A VGSO seminar today on ‘The Charter’s first six months’ (of full operation) actually spent more time on its second six months. The panel consisted of Vic S-G Pamela Tate, special counsel for HR Joanna Davidson and head of the DoJ’s HR Unit, Catherine Dixon. The session opened with the news that Dixon will be shifting to VGSO on December 10th. (Isn’t that Human Rights Day?)
In the main session, Tate described Sabet and Dixon outlined the HR Unit’s work, but it was Davidson’s comments (both opening and in response to questions) that were the most interesting, particularly in describing the following Charter litigation that falls below Austlii’s and the newspapers’ (and therefore my) radar:
- At some point, the Magistrates Court has heard and rejected an application for a stay of a proceeding based on the Charter’s right to a trial without unreasonable delay. A pity that this one isn’t on the record.

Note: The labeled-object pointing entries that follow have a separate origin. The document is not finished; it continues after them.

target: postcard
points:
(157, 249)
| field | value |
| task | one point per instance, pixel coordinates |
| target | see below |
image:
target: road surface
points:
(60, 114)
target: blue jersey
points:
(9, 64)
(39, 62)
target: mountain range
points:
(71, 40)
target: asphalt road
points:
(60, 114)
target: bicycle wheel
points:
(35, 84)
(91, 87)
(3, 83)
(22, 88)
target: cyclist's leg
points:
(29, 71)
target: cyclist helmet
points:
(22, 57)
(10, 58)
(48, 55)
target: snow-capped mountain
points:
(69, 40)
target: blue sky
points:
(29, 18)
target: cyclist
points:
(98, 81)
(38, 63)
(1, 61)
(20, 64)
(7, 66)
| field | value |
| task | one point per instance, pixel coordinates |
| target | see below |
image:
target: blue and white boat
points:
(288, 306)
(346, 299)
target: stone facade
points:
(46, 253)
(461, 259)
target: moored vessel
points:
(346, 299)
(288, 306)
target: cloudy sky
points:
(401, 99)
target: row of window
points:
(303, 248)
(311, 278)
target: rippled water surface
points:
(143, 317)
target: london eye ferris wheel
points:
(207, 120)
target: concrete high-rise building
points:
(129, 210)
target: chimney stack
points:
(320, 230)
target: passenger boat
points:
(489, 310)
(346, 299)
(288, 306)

- Also, it seems, the Magistrates Court has reverted back to ‘applying the Bail Act‘ after a brief period of following Bongiorno J’s pronouncement in Gray v DPP. Bongiorno’s comments paid too little attention to the Charter to be a stayer, but it’s a bit disturbing that the Magistrates Court can just decide to ignore a Supreme Court precedent. Again, a pity these things aren’t on the record.
- The VCAT hearing reviewing the Mental Health Review Board’s major Charter decision is set down for a week in November. I seem to recall Davidson saying at the Melbourne Law School conference that there was an earlier hearing on the transitional issues. So, does that mean that the transition issues were rejected, sidestepped or postponed?

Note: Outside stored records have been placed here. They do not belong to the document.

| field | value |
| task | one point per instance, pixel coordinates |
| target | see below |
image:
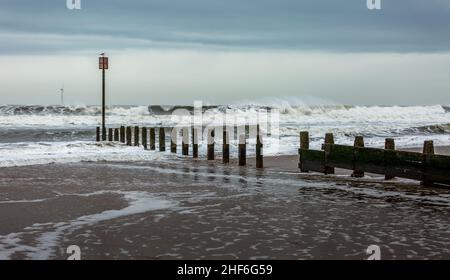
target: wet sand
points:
(194, 209)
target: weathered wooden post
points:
(173, 140)
(136, 135)
(210, 144)
(304, 146)
(389, 144)
(98, 134)
(144, 137)
(247, 131)
(259, 145)
(428, 152)
(242, 150)
(194, 142)
(116, 135)
(329, 140)
(185, 141)
(152, 139)
(359, 142)
(226, 146)
(162, 139)
(129, 135)
(122, 134)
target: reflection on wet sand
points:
(199, 210)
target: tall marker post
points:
(103, 65)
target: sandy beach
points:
(194, 209)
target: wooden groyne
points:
(427, 167)
(131, 136)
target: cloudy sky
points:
(226, 51)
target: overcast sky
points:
(178, 51)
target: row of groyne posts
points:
(136, 136)
(427, 167)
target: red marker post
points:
(103, 65)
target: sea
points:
(32, 134)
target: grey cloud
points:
(330, 25)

- VCAT also has another Charter case concerning the interpretation of the Freedom of Information Act‘s public interest exception in light of the Charter’s right to freedom of expression (including the right to seek and impart information.) The A-G, intervening, will argue that the right to seek information only covers willing imparters. In this case, the imparter, Victoria Police, a public authority, isn’t willing. The case will be heard in December.

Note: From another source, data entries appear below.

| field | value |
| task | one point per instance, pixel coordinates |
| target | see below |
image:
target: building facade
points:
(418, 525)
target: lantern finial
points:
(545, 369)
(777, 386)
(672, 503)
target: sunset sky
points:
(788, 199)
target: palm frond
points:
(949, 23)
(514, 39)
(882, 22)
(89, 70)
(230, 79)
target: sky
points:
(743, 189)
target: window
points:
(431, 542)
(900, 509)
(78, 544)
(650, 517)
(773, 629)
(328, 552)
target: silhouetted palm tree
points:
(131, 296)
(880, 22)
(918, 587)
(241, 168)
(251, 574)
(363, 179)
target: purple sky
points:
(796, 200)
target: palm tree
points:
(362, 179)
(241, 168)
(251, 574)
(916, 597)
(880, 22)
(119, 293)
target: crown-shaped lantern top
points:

- The Charter is also apparently being raised by Trevor Flugge (pictured), another notorious Australian adding his name to the select list of early Charter claimaints. Flugge, ex-director of the Australian Wheat Board, is the subject of an action by ASIC for breaches of directorial duties in relation to the Boards dealings with ex-Iraqi president, Saddam Hussein. The action commenced just before Christmas last year, much like BAE’s EOA exemption application that somehow managed to avoid the Charter. But ASIC hardly needs to worry about the Charter. The proceedings against Flugge are brought under federal law pursued by federal agencies. The only apparent Charter link is that the proceedings are in Victoria’s Supreme Court, but it is only bound by the Charter in its administrative capacities. I’d hold on to that gun, Trevor.
So, some interesting cases on the way, but alas no judgments likely this year. Unsurprisingly, the panel was unfailingly upbeat about the Charter’s implemtation by Victoria’s courts and tribunals, with Tate lauding the gratifying experience of airing human rights issues in Sabet and noting the positive comments HRLRC director Phil Lynch made about the courts’ non-application of the Charter in his own ‘first six months’ report card.
Questions from the audience almost entirely came from Victoria Police and VCAT employees. Davidson calmed the former with some hair-raising stories of non-torture cases from New Zealand, while Tate re-assured the latter that all the confusion about Charter s. 4(1)(j) will be resolved by sufficient contemplation of the High Court’s illuminating separation of powers jurisprudence.